Los juicios

Los juicios no son sino juguetes, caprichos, instrumentos insen­satos para jugar al juego fútil de la muerte en tu imaginación: La visión, en cambio, enmienda todas las cosas y las pone dulce­mente bajo el tierno dominio de las leyes del Cielo. ¿Qué pasaría si reconocieses que este mundo es tan sólo una alucinación? ¿O si realmente entendieses que fuiste tú quien lo inventó? ¿Y qué pasaría si te dieses cuenta de que los que parecen deambular por él, para pecar y morir, atacar, asesinar y destruirse a sí mismos son totalmente irreales? ¿Podrías tener fe en lo que ves si acepta­ses esto? ¿Y lo verías?

Los juicios

Las alucinaciones desaparecen cuando se reconocen como lo que son. Ésa es la cura y el remedio: No creas en ellas, y desapa­recen. Lo único que necesitas reconocer es que todo ello es tu propia fabricación. Una vez que aceptas este simple hecho y recuperas el poder que les habías otorgado, te liberas de ellas. Pero de esto no hay duda: las alucinaciones tienen un propósito, y cuando dejan de tenerlo, desaparecen: La pregunta, por lo tanto, no es nunca si las deseas o no, sino si deseas el propósito que apoyan. Este mundo parece tener muchos propósitos, todos ellos diferentes entre sí y con diferentes valores. Sin embargo, son todos el mismo. Una vez más, no hay grados, sino sólo una aparente jerarquía de valores.

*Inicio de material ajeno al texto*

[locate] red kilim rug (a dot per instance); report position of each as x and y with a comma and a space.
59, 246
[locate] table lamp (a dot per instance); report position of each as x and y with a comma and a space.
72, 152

Sólo dos propósitos son posibles: el pecado y la santidad. No existe nada entremedias, y el que elijas determinará lo que veas. Pues lo que ves simplemente demuestra cómo has elegido alcan­zar tu objetivo. Las alucinaciones sirven para alcanzar el objetivo de la locura. Son el medio a través del cual el mundo externo, proyectado desde adentro, se ajusta al pecado y parece dar fe de su realidad. Aún sigue siendo cierto, no obstante, que no hay nada afuera. Sin embargo, es sobre esta nada donde se lanzan todas las proyecciones. Pues es la proyección la que le confiere a la «nada» todo el significado que parece tener.

Lo que carece de significado no puede ser percibido. Y el sig­nificado siempre busca dentro de sí para encontrar significado, y luego mira hacia afuera. Todo el significado que tú le confieres al mundo externo tiene que reflejar, por lo tanto, lo que viste dentro de ti, o mejor dicho, si es que realmente viste o simplemente emi­tiste un juicio en contra de lo que viste. La visión es el medio a través del cual el Espíritu Santo transforma tus pesadillas en sue­ños felices y reemplaza tus dementes alucinaciones –que te muestran las terribles consecuencias de pecados imaginarios– ­por plácidos y reconfortantes paisajes. Estos plácidos paisajes y sonidos se ven con agrado y se oyen con alegría. Son Sus sustitutos para todos los aterradores panoramas y pavorosos sonidos que el propósito del ego le trajo a tu horrorizada conciencia. Ellos te alejan del pecado y te recuerdan que no es la realidad lo que te asusta, y que los errores que cometiste se pueden corregir.

Cuando hayas contemplado lo que parecía infundir terror y lo hayas visto transformarse en paisajes de paz y hermosura, cuando hayas presenciado escenas de violencia y de muerte y las hayas visto convertirse en serenos panoramas de jardines bajo cielos despejados, con aguas diáfanas, portadoras de vida, que corren felizmente por ellos en arroyuelos danzantes que nunca se secan, ¿qué necesidad habrá de persuadirte para que aceptes el don de la visión? Y una vez que la visión se haya alcanzado, ¿quién podría rehusar lo que necesariamente ha de venir des­pués? Piensa sólo en esto por un instante: puedes contemplar la santidad que Dios le dio a Su Hijo. Y nunca jamás tendrás que pensar que hay algo más que puedas ver.